Findings reveal that the port 1433 is the most common one being targeted in most regions. However, this is not the case for Europe, Australia and East of US. In Europe and Australia, port 3388 for Microsoft WBT Server was found to be the mostly targeted one also highlighting the noticeable target for remote desktop by attackers. On the other hand, port 80 is targeted within the Eastern region of US, as shown in the generated tree, particularly to obtain administrative access to a website or to the web-server hosting it, as mentioned earlier. As such, in order to improve effectiveness of honeypots and to better lure attackers, network administrators could configure honeypots to listen to port numbers revealed as findings of this study.

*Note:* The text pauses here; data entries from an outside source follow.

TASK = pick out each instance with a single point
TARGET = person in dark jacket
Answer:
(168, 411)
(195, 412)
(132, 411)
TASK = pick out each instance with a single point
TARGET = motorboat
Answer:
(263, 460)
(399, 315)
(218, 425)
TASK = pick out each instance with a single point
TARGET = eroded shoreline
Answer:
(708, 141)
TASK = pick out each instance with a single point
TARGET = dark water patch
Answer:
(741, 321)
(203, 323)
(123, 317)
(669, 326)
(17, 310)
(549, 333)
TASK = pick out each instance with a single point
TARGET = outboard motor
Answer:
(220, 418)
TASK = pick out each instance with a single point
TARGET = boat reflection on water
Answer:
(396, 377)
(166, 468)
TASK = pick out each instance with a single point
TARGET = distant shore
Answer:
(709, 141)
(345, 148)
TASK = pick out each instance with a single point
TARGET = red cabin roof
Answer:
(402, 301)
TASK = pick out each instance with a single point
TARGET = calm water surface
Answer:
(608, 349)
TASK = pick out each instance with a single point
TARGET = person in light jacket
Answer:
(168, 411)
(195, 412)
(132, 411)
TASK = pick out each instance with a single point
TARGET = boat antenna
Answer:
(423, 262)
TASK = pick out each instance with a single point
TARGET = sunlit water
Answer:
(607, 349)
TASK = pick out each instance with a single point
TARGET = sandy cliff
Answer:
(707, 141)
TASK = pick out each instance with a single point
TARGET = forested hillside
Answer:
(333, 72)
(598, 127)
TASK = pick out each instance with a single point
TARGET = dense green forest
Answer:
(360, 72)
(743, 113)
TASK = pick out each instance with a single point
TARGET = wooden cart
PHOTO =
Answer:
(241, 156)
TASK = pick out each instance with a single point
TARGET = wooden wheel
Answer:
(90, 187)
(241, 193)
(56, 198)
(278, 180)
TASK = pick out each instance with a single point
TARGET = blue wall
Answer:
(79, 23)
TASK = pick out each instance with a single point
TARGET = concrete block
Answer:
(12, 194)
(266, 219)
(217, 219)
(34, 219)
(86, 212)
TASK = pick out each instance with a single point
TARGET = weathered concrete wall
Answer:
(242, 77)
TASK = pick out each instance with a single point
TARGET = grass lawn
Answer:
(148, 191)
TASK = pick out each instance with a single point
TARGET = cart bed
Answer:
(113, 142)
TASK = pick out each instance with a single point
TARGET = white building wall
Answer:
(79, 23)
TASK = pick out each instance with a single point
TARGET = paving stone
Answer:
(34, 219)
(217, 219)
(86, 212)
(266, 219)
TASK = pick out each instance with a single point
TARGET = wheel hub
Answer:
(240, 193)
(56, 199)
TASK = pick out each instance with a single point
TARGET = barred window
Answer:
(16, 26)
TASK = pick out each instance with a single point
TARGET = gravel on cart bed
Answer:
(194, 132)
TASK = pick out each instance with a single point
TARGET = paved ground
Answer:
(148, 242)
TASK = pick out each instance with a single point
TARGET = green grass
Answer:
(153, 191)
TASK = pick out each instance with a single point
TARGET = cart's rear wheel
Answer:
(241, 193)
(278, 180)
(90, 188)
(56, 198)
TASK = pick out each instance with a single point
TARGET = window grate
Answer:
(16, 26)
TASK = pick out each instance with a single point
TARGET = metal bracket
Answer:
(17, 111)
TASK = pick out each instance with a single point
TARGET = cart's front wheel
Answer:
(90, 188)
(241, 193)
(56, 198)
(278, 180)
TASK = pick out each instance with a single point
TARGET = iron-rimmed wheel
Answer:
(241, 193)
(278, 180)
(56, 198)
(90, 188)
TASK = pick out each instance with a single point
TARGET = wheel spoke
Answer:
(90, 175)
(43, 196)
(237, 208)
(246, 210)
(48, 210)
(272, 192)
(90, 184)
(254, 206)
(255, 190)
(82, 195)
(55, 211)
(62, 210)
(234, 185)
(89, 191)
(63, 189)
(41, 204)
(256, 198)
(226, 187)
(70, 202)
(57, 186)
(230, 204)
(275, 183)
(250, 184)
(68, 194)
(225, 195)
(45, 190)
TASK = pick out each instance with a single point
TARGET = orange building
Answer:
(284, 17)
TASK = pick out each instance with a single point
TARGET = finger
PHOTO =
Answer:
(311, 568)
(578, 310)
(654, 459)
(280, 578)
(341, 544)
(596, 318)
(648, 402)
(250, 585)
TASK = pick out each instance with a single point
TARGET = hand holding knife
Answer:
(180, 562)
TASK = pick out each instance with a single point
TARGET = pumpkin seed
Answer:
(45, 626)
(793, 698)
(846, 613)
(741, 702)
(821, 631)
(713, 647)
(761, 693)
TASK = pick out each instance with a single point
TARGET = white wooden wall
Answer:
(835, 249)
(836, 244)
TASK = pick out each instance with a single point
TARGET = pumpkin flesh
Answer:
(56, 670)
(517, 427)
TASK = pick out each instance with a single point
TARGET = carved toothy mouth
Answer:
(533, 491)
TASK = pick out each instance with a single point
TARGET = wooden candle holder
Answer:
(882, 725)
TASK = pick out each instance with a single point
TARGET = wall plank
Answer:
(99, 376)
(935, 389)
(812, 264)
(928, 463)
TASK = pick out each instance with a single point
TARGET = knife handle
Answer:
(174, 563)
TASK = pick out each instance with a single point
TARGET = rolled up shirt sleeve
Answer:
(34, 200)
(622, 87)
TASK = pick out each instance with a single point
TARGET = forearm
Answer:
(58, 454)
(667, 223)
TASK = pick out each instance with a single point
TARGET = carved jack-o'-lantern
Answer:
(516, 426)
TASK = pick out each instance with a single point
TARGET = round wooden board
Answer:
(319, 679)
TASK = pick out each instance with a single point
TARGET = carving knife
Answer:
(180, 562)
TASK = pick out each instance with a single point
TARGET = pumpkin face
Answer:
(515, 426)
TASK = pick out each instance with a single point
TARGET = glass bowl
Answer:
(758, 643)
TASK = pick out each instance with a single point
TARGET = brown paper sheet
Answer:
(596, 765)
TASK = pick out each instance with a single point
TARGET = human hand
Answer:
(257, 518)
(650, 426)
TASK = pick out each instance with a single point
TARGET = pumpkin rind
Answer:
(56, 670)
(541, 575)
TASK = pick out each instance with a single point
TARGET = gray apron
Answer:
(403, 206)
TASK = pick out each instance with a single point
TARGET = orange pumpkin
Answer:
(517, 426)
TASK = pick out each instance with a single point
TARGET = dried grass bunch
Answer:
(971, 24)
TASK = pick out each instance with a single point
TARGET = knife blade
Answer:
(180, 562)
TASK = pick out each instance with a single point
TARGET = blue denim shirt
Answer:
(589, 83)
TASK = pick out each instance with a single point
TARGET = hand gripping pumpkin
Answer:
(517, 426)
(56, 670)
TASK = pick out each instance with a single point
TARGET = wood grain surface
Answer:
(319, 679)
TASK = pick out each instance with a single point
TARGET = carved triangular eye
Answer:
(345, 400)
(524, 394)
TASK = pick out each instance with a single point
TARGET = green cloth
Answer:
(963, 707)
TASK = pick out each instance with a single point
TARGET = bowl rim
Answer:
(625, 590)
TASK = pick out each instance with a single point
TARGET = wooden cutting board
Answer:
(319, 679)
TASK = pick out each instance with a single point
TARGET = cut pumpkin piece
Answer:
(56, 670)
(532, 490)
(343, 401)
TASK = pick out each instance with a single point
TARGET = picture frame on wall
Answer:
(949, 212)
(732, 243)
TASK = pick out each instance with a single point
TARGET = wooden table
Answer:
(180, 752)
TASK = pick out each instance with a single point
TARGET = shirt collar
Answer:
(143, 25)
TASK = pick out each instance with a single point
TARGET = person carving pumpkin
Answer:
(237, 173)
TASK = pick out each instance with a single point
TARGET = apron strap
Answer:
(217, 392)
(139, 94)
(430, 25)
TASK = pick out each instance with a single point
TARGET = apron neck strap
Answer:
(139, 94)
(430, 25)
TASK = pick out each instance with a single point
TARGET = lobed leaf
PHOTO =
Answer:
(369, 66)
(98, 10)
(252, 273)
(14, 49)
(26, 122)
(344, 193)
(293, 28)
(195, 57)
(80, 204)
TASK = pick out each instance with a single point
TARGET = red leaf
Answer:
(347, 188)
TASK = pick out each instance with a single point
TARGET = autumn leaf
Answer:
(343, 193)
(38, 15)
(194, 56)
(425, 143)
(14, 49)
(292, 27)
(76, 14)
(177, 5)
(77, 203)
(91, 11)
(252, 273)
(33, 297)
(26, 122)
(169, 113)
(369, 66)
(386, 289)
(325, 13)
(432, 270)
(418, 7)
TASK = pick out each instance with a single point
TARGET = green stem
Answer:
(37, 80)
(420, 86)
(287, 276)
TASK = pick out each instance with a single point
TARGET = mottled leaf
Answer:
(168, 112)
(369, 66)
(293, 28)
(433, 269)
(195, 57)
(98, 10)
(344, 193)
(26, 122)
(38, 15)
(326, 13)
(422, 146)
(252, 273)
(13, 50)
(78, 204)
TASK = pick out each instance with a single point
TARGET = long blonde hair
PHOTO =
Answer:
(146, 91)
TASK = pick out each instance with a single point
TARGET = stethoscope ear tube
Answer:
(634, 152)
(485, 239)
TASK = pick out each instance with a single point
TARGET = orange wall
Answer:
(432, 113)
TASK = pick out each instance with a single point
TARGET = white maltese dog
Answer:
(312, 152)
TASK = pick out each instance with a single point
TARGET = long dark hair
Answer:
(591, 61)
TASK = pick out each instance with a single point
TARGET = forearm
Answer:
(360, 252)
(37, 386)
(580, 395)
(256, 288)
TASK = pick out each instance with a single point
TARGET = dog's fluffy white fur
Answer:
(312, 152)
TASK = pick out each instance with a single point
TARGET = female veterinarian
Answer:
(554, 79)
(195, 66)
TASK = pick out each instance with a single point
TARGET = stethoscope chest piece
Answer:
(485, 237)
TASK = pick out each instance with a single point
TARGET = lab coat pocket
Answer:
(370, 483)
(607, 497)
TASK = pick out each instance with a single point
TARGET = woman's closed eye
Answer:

The study is however undermined by the limitations of the J48 algorithm where its run-time complexity only matches to the tree depth, which in turn cannot exceed the number of attributes [12]. In addition, some part of data from the dataset was removed so as to optimize the training and evaluation set. In this process, some essential information could have been lost while also removing important port numbers.

5 Concluding Remarks

This paper investigated, analyzed and predicted destination port numbers targeted by attackers by applying the J48 decision tree classifier on an open-source database containing information on cyber-attacks. The algorithm was trained on Weka by using 90% of the dataset since the algorithm needs a large training set. The remaining 2044 data-points were used to evaluate the decision tree, out of which 68.1% records were correctly classified as compared to 31.9% instances incorrectly classified. This high percentage for the correctly classified instances in addition to reliability tests conducted showed that the values are accurate enough to perform the prediction. Results showed that database related ports, notably 1433 for SQL Server and 3306 for MySQL were amongst the most targeted ones by attackers, who are particularly interested in obtaining meaningful information from compromised database servers. Similarly, ports for remote desktop connection, secure shell and telnet were among the mostly targeted destination port numbers. In the decision tree generated, findings reveal that the targeted port numbers vary slightly across different regions, although destination port number 1433 remain the dominant one targeted. In order to improve effectiveness of their honeypots, companies can better perform configurations to target the common destination port numbers investigated in this study. In other words, this could potentially help honeypots to be better prepared to detect the potential ports being targeted and therefore secure those ports more effectively from attackers.

As future work, the same data set could be further analyzed by varying the percentage of records for the training set and evaluation to assess associated effects on the decision tree. Furthermore, the attributes removed for optimization could be re-integrated to assess any change in the resulting decision tree since small variation in data can lead to different decision trees. Moreover, further work is also needed to better address the scattered port numbers in the dataset.